On Sunday we traveled an extrodinary section of the canal. It goes 69 miles between locks. As we travel, I've been thinking about how extraordinarily flat that is.
On the highway we measure angle by percent grade. A 10% grade is considered a steep hill. How flat is the canal in percent? Well, there are no tides and little current, so the surface of the water is exactly flat (neglecting curvature of the earth.) The depth of the water we monitor on the depth sounder, I'm sure it varies no more than a foot along the length. Say two feet to be generous. Well, 69 miles is 364,320 feet. 2 feet of 364,320 is a 0.0005 % grade. That's really flat.
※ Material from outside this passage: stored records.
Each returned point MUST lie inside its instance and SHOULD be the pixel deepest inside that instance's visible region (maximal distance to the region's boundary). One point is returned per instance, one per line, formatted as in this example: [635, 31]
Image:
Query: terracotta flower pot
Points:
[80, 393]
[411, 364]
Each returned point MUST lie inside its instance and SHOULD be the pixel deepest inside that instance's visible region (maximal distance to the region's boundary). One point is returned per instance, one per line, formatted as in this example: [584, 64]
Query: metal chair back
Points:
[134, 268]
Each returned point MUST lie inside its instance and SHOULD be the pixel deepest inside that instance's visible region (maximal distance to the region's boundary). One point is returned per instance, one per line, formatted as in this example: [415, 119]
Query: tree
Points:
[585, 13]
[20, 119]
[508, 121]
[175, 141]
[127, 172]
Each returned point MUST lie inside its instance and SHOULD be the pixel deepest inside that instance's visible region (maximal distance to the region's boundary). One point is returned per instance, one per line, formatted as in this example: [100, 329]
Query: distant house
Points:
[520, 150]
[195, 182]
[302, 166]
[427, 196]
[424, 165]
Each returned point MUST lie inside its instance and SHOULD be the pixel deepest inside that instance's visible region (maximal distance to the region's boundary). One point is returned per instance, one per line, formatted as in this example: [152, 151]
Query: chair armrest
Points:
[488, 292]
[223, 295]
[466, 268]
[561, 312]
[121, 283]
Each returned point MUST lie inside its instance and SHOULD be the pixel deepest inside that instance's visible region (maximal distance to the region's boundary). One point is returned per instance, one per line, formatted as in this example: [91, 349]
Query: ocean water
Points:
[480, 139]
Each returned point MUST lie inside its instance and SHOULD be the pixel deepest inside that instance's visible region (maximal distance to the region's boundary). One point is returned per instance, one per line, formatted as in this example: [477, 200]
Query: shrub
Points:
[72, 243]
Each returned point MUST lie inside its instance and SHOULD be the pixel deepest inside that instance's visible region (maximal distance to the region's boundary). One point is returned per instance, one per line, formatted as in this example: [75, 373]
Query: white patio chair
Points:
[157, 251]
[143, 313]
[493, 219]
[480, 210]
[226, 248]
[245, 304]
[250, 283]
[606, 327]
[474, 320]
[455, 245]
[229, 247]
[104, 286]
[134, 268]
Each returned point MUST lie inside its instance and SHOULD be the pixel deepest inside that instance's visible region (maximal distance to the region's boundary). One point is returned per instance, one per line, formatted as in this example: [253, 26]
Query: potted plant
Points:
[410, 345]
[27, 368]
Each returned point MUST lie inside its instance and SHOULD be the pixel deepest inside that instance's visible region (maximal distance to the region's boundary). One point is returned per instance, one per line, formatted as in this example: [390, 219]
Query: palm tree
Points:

But the canal is man made. What about the surrounding terrain? We can observe that part of the time we are roughly level with the surroundings, sometimes below, and sometimes above. Indeed, there are many places where we look down on fields of crops, and a few places where we look down on the roofs of houses near the canal. I estimate that the surrounding terrain varies 30 feet above and below the elevation of the water. That means the average flatness of of the land is about 0.016 % grade. That's still amazingly flat. If we look locally rather than on average, there are slopes up to about a 3 % grade. Thus local/average variation is about 180/1. (I presume there is a civil engineering quantitative definition of flatness. I looked but I didn't find it. Perhaps some reader will provide it.)
Those numbers are impressive. Everything is naturally very flat around here. Does that mean making the canal was easy? Hardly. There are long stretches where the canal sits high above the surroundings. The embankments containing the canal are made of soil and rocks that had to be hauled in from many miles away. In several places the embankments are so high that the local highways go under the canal. It was a really massive engineering job. Think of the primitive tools and transportation they had for the original canal. It is instructive that the canal was improved and widened three times in it's history. That suggests that as the technology of earth moving increased gradually, the size of the canal kept increasing accordingly. That lasted until the railroads, and later the highways, captured the market for freight and the canal became obsolete for commercial use.
Today, we are treated like kings on the Erie Canal. I'm sure that NY Canal Corporation employees know that they owe their jobs to recreational boaters, so they treat us well. By contrast, the Saint Lawrence Seaway is for commercial traffic and we were treated shabbily when we traversed it. Fortunately for us boaters, the canal's budget falls under the NY Thruway Authority. It is financed by road tolls and not taxes. That makes it less threatened in this era of cut backs.
By the way, east of this flat stretch is a section of the canal 70 feet higher than the surrounding terrain. That makes for really big embankments. I wonder how insecure it feels to live in one of those houses at the base of the embankment. The Erie canal has a long and notorious history of blowouts and breaks. In one, a canal packet boat was carried several miles from the canal by the flood and found stuck 19 feet above the ground in a tree.
p.s. Not every city tickles our fancy. On the way west, we skipped Pittsford and Brockport. On the return trip we stopped at both of those places for lunch and to see if we might like to stay overnight. In both cases, it took us only 20 minutes to decide "No" and to move on. Pittsford had a Starbucks which David would like, but it also had a big Birkenstock banner hanging by the canal, that should have tipped me off. Today we're going to lunch in Palmyra, another place we skipped on the westward jaunt.
Okay, you have piqued my curiosity: Is it the fact of an advertising banner by the canal in Pittsford that should have been a sign; or was it that it was a Birkenstock banner specifically (I hate advertising banners in general, but for myself the Birkenstock part would not be an additional negative).